Beste
mensen,
Het is al maart en nog ligt de wereld onder een dik
pak sneeuw. Bijna Pasen, het feest van nieuw leven, maar de late winter lijkt
alle leven te bevriezen en te bedekken
met een witte wade. Maar onder de sneeuw
vergaart het leven zijn krachten. Nog even en de lente breekt door en
leven overwint. Daar zijn we heel gerust op. Als deze Con-tactbrief bij U op de
mat ligt, dan slaat een waas van jong
groen misschien al door de takken van de bomen heen. Een wonder? Vlassen we er
nog op? Of rekenen we er gewoon op? Want zo gaat het immers jaar op jaar. Vinden
we het allemaal vanzelfsprekend? Of verwonderen
we ons nog? Als we verleren ons te verwonderen, dan vervlakt het leven en
wordt ook het geloofsleven sleets. Zonder verwondering zien we het
wonder niet meer: het wonderlijke in het
gewone. De diepte onder de oppervlakte
van de dingen. Het ontijdelijke in het alledaagse. De lentebelofte onder de
sneeuw. Zonder verwondering sterven de dromen en sterft de hoop.
Hebben de dromen over een betere wereld hun tijd
gehad?. De wereld lijkt harder geworden. Verwondering wordt meer en meer opzij
gedrongen door opwinding, sensatie, hype. Een stortvloed van nauwelijks meer te verwerken informatie dringt zich
overal op: vandaag schokkend wereldnieuws; morgen vergeten.

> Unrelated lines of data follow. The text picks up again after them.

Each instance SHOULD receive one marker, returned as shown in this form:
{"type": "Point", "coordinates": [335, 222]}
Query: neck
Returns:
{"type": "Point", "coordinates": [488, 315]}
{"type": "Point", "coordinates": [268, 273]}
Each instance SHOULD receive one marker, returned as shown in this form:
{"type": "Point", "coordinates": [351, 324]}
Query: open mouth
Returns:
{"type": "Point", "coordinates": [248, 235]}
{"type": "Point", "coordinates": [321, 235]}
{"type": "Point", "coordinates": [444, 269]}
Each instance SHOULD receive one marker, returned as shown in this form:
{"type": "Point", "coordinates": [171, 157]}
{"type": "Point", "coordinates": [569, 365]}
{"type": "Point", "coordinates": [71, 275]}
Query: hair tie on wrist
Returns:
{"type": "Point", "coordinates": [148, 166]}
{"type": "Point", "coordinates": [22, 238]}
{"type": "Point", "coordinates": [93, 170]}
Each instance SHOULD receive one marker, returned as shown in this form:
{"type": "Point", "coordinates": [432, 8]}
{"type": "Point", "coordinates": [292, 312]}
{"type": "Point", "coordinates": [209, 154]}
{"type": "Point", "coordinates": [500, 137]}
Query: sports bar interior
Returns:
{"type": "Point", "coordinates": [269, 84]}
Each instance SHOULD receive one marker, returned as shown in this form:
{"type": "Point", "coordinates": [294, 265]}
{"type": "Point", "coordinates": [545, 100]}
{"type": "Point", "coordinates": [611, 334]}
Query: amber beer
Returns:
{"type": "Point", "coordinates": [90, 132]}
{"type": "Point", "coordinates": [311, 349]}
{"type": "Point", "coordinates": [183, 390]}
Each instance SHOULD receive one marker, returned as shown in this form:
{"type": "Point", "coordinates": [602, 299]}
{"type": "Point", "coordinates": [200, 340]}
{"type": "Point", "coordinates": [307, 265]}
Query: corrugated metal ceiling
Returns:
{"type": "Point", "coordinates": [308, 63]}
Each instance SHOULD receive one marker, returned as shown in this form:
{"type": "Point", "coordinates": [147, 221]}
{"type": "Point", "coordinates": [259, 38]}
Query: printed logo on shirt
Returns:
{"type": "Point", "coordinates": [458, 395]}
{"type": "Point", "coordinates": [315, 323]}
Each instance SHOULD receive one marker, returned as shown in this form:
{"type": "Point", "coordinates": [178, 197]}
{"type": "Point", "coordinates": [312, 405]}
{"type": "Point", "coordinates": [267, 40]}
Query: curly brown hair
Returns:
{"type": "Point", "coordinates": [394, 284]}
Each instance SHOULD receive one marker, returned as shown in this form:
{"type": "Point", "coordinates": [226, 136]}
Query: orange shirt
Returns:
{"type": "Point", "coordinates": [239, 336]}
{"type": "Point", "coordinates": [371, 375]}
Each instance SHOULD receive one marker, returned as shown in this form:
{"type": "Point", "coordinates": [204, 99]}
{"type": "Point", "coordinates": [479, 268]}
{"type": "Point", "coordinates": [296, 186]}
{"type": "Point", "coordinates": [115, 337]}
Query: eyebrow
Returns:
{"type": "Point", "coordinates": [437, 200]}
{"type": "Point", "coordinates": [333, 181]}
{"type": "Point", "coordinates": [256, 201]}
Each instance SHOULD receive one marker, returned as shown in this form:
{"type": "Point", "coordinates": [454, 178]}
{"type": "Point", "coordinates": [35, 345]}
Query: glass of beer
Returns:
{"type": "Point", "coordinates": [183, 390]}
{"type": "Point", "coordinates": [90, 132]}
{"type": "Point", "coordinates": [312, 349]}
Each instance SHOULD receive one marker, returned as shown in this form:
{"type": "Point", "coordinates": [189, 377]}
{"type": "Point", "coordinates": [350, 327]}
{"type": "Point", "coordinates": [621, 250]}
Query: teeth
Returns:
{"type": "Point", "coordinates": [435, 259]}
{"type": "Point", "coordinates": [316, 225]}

Overal vlakke,
opdringerige reclame, die oproept tot onmiddellijke bevrediging van opgefokte behoeften.
Een bestedingspatroon van steeds meer en meer en groter en duurder: nu moeten
we weer allemaal een “aso-bak” !!! Een economie van nooit genoeg. ”Want anders
herstelt onze economie niet”, volgens de premier. Een levensritme van haast en drukte. Een cultuur
van rechten zonder plichten. Van non-stop vermaak. Een samenleving van toenemende
agressie: in gezinnen en op school. In wijken
en stadions. In parlement en media.
Van vooroordelen tussen autochtonen en allochtonen……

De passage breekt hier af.